« 書評--未来の魔法のランプ | トップページ | スピリチュアルに生きる(140) »

2013年5月22日 (水)

書評--ソウル・オブ・マネー

人類最大の秘密の扉を開く ソウル・オブ・マネー 世界をまるっきり変えてしまう<<お金とあなたとの関係>
リン・トゥイスト (著), 牧野内 大史 (監修, 翻訳)
¥1890 ヒカルランド

良書。

お金の問題が主だが、読み方を変えれば私たちの生き方に対する示唆に富んでいる。
スピリチュアル系である人も、社会派の人も読める。

マリアン・ウィリアムソン(「愛への帰還」著者)
ディーパック・チョプラ
なども冒頭で推薦。

余計な僕の感想を書かずに、文章を紹介しておきます。

お薦め度★★★★☆(4以上)

書評の冒頭部
http://wiki.livedoor.jp/harunoriyukamu/d/%A5%EA%A5%F3%A1%A6%A5%C8%A5%A5%A5%A4%A5%B9%A5%C8%A1%D8%A5%BD%A5%A6%A5%EB%A1%A6%A5%AA%A5%D6%A1%A6%A5%DE%A5%CD%A1%BC%A1%D9%C6%FC%CB%DC%B8%EC%CC%F5
(リンクが長いのでリンク先の訳もはっておこう--もともとは全文がPDFで公開されていたらしい(英語)))
リン・トゥイストが Big Picture にお金にまつわる神話と嘘の数々を語る

英国ロンドン
2004年5月21日

お金は何千年ものあいだ誤解され貶められてきました。
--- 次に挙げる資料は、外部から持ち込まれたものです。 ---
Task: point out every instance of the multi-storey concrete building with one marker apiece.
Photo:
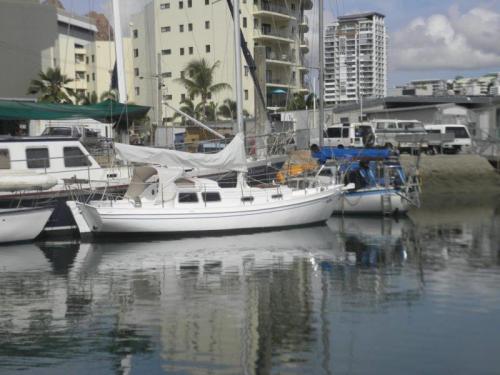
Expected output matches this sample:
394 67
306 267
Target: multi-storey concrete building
356 58
168 34
86 60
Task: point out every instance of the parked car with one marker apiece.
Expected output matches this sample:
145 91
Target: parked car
388 133
462 141
347 135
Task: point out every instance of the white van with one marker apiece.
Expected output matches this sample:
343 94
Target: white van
462 140
347 135
387 132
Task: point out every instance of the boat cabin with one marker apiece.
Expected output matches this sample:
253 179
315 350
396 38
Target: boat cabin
44 154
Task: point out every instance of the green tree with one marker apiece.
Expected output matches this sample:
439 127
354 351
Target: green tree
201 81
228 110
110 94
51 87
87 98
189 108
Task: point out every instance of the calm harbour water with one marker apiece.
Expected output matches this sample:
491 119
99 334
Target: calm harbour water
420 295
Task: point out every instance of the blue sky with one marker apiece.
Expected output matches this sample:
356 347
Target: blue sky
428 38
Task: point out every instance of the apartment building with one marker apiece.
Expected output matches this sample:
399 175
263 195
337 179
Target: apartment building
89 62
356 58
168 34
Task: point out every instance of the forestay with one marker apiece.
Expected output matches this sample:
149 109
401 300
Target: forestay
232 157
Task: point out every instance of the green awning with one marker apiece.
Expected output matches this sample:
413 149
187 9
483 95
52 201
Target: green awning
107 110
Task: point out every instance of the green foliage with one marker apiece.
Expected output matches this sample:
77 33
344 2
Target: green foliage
201 84
51 87
228 110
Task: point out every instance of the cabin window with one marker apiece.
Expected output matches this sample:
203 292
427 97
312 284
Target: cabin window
37 157
4 159
211 197
74 157
188 198
333 132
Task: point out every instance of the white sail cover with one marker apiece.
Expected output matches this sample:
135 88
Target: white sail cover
232 157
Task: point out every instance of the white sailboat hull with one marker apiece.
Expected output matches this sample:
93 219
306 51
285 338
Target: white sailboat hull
370 201
287 213
22 224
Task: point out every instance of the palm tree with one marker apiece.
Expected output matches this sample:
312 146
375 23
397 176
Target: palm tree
298 102
228 110
86 99
109 95
51 87
201 80
189 108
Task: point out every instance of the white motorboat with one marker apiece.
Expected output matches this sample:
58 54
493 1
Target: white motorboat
23 224
162 199
44 168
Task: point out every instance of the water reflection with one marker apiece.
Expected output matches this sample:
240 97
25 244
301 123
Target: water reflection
357 296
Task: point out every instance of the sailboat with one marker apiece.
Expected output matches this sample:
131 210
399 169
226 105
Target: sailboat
163 199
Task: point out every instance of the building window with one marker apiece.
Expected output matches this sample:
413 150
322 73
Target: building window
37 158
74 157
4 159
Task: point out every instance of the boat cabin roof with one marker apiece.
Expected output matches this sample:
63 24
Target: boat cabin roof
11 139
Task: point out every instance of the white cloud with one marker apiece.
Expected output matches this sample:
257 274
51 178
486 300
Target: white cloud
452 41
127 9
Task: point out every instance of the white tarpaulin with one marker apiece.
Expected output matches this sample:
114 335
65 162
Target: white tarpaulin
232 157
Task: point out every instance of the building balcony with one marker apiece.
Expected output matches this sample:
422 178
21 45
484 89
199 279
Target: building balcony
304 45
275 11
280 59
304 24
280 82
273 35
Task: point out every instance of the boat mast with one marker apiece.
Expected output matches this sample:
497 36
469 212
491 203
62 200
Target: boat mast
321 74
120 70
237 61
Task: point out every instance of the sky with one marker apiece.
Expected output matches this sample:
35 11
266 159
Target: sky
427 38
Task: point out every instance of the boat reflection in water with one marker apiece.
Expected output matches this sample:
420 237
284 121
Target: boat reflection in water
358 295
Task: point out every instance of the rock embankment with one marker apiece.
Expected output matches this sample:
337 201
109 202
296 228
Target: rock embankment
454 174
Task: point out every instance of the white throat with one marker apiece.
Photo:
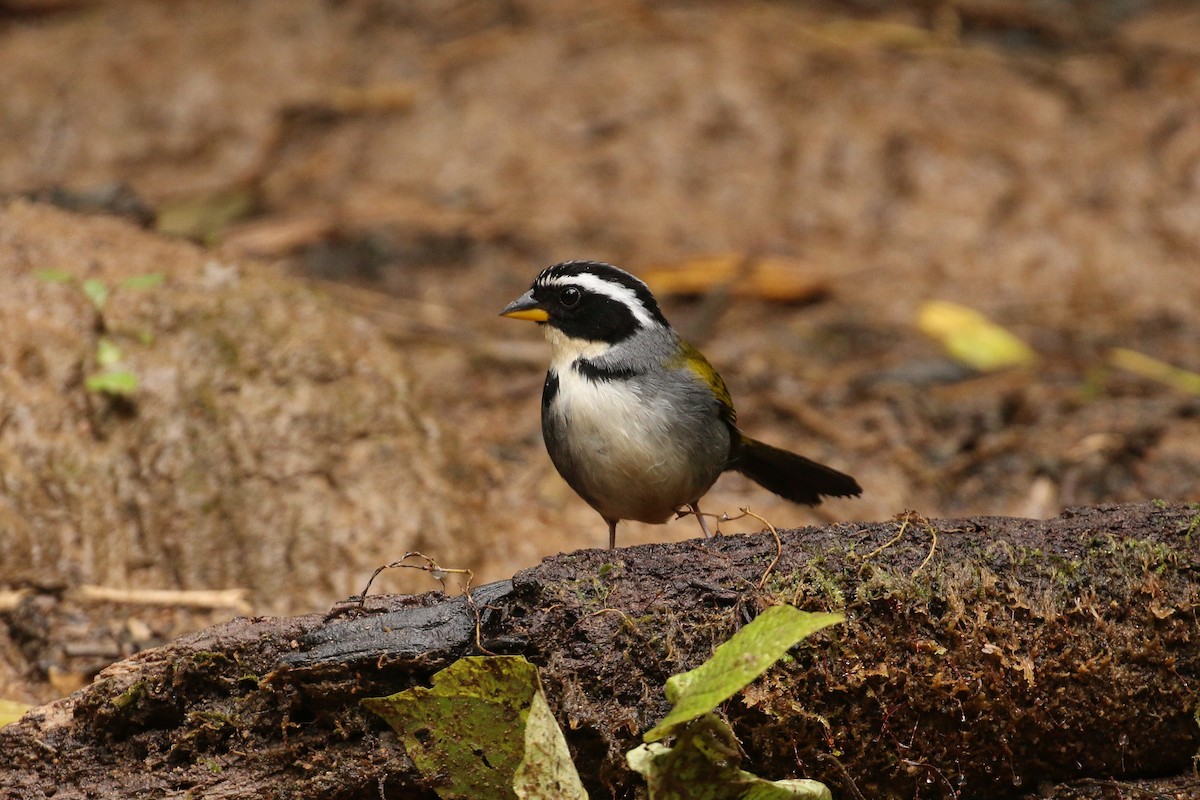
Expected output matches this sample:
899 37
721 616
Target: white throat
567 350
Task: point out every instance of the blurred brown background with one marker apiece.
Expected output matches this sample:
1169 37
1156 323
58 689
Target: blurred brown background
371 180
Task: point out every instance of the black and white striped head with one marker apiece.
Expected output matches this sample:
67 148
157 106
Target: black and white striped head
591 301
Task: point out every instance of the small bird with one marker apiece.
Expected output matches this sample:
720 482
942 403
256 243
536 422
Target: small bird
635 419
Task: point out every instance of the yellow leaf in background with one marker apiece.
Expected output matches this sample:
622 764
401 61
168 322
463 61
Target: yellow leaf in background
971 337
11 711
778 280
1147 367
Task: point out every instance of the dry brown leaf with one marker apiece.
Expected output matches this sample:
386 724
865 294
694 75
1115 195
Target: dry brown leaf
773 278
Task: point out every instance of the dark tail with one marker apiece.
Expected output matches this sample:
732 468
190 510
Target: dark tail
792 477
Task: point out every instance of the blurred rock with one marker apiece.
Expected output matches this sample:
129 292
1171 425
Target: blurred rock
273 443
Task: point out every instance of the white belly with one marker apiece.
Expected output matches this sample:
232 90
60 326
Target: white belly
627 452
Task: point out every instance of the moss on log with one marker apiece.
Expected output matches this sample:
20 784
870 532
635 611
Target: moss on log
987 657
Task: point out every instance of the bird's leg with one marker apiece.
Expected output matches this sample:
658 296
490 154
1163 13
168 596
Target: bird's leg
703 523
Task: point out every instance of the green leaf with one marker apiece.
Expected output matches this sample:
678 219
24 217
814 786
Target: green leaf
107 352
736 663
703 765
11 711
148 281
972 338
54 276
120 383
484 729
96 292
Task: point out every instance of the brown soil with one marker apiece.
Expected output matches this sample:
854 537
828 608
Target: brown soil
430 157
979 659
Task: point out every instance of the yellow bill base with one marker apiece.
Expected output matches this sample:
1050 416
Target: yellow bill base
532 314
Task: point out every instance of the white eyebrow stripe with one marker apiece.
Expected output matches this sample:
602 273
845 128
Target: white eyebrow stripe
599 286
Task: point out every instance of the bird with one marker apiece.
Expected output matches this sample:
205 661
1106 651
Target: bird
635 419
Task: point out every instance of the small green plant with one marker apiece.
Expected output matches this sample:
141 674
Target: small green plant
485 728
111 378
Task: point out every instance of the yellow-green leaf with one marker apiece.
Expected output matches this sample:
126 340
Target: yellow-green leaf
735 663
148 281
107 352
1155 370
703 765
11 711
120 383
972 338
484 729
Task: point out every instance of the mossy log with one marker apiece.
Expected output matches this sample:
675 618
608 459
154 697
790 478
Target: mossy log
988 657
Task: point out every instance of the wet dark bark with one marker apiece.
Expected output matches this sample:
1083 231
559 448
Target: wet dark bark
1005 656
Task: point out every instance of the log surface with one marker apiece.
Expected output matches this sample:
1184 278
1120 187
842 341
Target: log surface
1005 656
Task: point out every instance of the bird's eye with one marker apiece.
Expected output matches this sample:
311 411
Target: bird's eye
569 298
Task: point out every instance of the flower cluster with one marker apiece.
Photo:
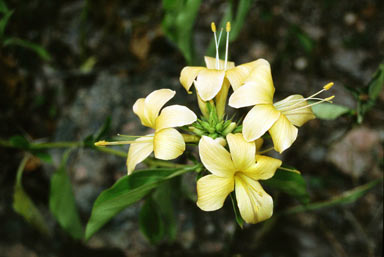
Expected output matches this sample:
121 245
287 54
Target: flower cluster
230 150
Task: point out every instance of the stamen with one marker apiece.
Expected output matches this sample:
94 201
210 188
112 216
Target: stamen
227 29
328 86
328 99
312 97
105 143
213 28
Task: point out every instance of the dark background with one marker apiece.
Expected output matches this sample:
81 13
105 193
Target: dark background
308 44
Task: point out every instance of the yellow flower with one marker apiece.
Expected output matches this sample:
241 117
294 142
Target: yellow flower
280 118
167 143
238 170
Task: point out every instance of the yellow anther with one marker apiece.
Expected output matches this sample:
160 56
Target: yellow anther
101 143
228 26
328 86
213 27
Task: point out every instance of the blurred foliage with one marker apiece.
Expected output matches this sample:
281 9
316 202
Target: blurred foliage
24 206
14 41
179 19
62 201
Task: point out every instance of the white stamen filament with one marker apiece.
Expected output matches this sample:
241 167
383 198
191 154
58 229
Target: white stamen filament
227 29
328 99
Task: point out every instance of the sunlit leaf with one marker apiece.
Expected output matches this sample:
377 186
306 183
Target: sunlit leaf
126 191
19 142
151 222
289 182
39 50
328 111
62 201
163 196
24 206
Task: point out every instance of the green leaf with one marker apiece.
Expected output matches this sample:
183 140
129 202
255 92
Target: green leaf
39 50
178 22
19 142
347 197
4 21
44 156
376 84
289 182
24 206
163 196
328 111
103 130
236 210
126 191
151 222
62 201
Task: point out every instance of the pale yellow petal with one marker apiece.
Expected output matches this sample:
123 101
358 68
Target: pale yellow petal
140 110
175 116
264 168
258 120
255 205
212 191
155 101
215 158
242 152
139 151
238 74
208 83
168 144
211 63
283 134
289 106
259 143
188 75
250 94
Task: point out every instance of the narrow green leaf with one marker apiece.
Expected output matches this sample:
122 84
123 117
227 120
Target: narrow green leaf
62 201
103 130
24 206
19 142
163 196
347 197
3 7
44 156
178 23
328 111
39 50
126 191
151 222
376 84
4 21
289 182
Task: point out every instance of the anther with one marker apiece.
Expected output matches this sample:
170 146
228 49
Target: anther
228 26
213 27
328 86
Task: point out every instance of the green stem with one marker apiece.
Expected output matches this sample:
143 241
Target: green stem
55 145
111 151
20 169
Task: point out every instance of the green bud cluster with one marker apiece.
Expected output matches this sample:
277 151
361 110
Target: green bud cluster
213 126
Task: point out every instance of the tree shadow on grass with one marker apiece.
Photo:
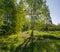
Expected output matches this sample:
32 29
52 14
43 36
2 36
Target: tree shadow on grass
26 46
29 45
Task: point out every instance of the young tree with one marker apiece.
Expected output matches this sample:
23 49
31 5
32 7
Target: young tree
21 14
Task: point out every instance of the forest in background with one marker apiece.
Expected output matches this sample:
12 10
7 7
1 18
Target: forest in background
26 25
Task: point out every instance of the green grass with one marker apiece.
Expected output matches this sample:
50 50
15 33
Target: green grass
10 42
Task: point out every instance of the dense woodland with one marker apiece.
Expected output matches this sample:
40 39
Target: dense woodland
26 17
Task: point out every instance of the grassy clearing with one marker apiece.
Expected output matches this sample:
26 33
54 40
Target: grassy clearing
38 33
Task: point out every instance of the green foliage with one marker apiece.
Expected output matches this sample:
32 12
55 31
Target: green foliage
21 14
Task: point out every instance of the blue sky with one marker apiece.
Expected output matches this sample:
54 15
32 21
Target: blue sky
54 7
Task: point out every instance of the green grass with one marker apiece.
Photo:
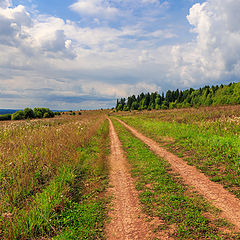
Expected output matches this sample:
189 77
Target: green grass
72 205
163 195
213 147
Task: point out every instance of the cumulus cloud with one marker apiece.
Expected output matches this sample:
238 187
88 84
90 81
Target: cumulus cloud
94 7
214 55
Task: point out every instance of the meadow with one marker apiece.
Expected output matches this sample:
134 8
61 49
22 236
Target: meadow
206 137
52 173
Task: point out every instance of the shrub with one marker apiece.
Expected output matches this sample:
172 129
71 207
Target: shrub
19 115
28 113
39 112
5 117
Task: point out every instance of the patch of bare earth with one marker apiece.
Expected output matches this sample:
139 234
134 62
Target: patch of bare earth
213 192
126 219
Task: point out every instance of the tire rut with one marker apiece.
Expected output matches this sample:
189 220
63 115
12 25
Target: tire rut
127 220
213 192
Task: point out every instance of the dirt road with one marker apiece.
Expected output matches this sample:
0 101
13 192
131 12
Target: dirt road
213 192
127 221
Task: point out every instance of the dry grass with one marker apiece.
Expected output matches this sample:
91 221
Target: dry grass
32 151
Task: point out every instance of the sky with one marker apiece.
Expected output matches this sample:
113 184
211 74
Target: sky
84 54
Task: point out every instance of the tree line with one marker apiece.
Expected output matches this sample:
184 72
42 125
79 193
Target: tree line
206 96
28 113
お金はおよそ三千五百年前に発明されました。ひとびとの集まりのなかでモノや資源(リソース)を円滑に分け合うためにです。これがそもそもの目的ですが、そこから逸れてしまいました。お金はいまや、たがいのモノや資源を分け合える道具としてよりも、むしろたがいを分け隔て威圧するものとして使われるようになりました。わたしたちはそれぞれ住む地域によって分断されています。それに富める者と貧しい者、先進国と途上国というような呼び名も使います。
わたしたちは、お金をひとつの手段とするよりも、お金を目的に、お金を目当てとするようになりました。お金を人命よりも大事にあつかい、自然界よりも大事なもの、そして神よりも大事なものとしてあつかっています。わたしたちはお金に対して、並外れて重大な意味をもたせているのです。ほんとうはお金にそれほどの意味はありません。お金は単に交換を仲立ちするものです。わたしたちが発明したものですが、わたしたちはお金に圧倒されています。たいていのひとは、お金のことで苦悩と悲痛を味わっています。これは、お金のために働かざるを得ないひとびとだけの話ではありません。たいへん裕福なひとびとであっても、自分の財産を失うかもしれない苦悩と恐怖に苛まされながら暮らしているのです。わたしたちは貧富の差にかかわらず、お金をめぐる大きな混乱のなかで、取り乱し、わけが分からなくなっています。というのも、わたしたちのお金とのつきあいかたが、まったく倫理に反した、不適切なものだからです。わたしたちは、お金をほかのなによりも大事なものとしてあつかっていますが、それが真実に反すると知っています。
わたしたちがお金について語る嘘の数々は、いくつかの無意識かつ未検証の信念を寄せ集めたものです。まったくのところ信念の集合体なんですね。あらゆるものごとに浸透しているこの信念構造を、「不足という嘘」とわたしは呼んでいます。この「不足という嘘」は、わたしたちが世界を見て・理解する方法まるごとそのものです。これは未検証かつ無意識の準拠枠なんですね。わたしたちがそれをとおして世界をのぞく眼鏡のような役割を果たしています。この「嘘」は「三つの有毒な神話」から成り立っていると、わたしは説明しています。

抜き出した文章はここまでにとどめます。